Ferries

OK. This is going to seem like a totally mad question, but here goes.
Next week I am going on my first cycle tour overseas.

I have the bikes booked onto the ferry, but what I don't know is how do you get onto the actual ferry with a bike?

  • Do you go into the car lanes and queue up there or book in as a pedestrian?
  • Do you cycle through the customs area & passport control etc?
I have seen bikes on the car decks before, so I am guessing through the cars, but I'm not certain.
 

Domestique

Über Member
Car lane normally.
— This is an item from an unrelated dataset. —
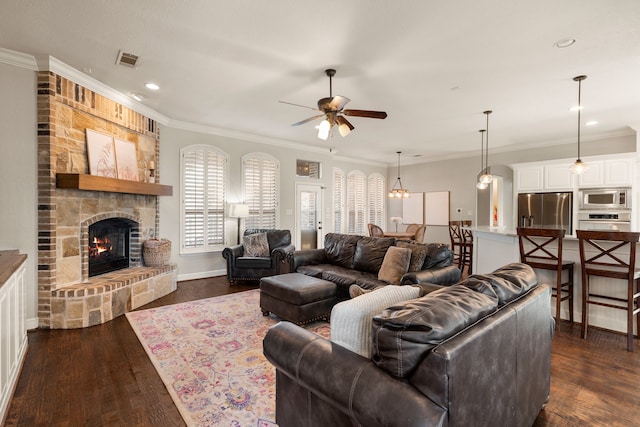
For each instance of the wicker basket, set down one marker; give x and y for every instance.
(156, 252)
Take what you need/valuable off the bike for the crossing.
Bon voyage :o)
 
Others will be best placed to tell you of your actual ferry's policy, I've done the trip to Jersey and back and there you went on as a vehicle. It sucks a bit if you have to wait about outside in the cold/wet with the cars while you're all waiting in the queue to drive up (car drivers being safely warm and so on in their cars; and also they can lock them up in the queue and go indoors to find a snack - harder to lock a bike when there's nothing about to lock it to!).
 

andym

Über Member
I wouldn't worry there will be plenty of staff to direct you. You cycle through prettyuch everything, but expect to push/walk up the actual ramp onto the boat. With luck you'll be first on and first off.
 

jags

Guru
we cycled right to head of queue ,but fear not there's plenty of yellow coats to direct your every move.have a good one.
 

andrew_s

Guru
Location
Gloucester
Dover has painted lines to take cyclists on a different route to the ferry than the cars take, and different lines for different directions.
Most other places are go in with the cars, ride to the head of the queue (after the ticket check), and wait until the man tells you to board.
You usually board first, but will generally get held until last if the cars have started boarding when you get there (and occasionally even if not). I've disembarked last more often than I have first. This at least has the advantage that you don't spend the first few miles being overtaken by everyone else.
 

Arch

Married to Night Train
Location
Salford, UK
SavageHoutkop said:
harder to lock a bike when there's nothing about to lock it to!).
Recumbent trikes are the way to go....:biggrin:

We just did Portsmouth-Le Havre, and St Malo-Portsmouth, and each time we were directed to the head of the queue and went on in the earliest stages of loading. On the outward trip we just locked the trikes to each other and left them in the lane while we went for a coffee. Coming back we only had 15 mins or so to wait, so just sat there.

I've never ridden a two wheeler up the ramp and wouldn't fancy it - it's slippy and cross-hatched with ridges, so get off and push - the trikes are easy, if a little bumpy.

Once on, you'll either be left to tie your bike to a rail yourself, or a ferry crewman will do it - if you're precious about it, you may want to supervise, but a standard upright is something they are used to. It'll need to be tied up, in case of rolling about at sea.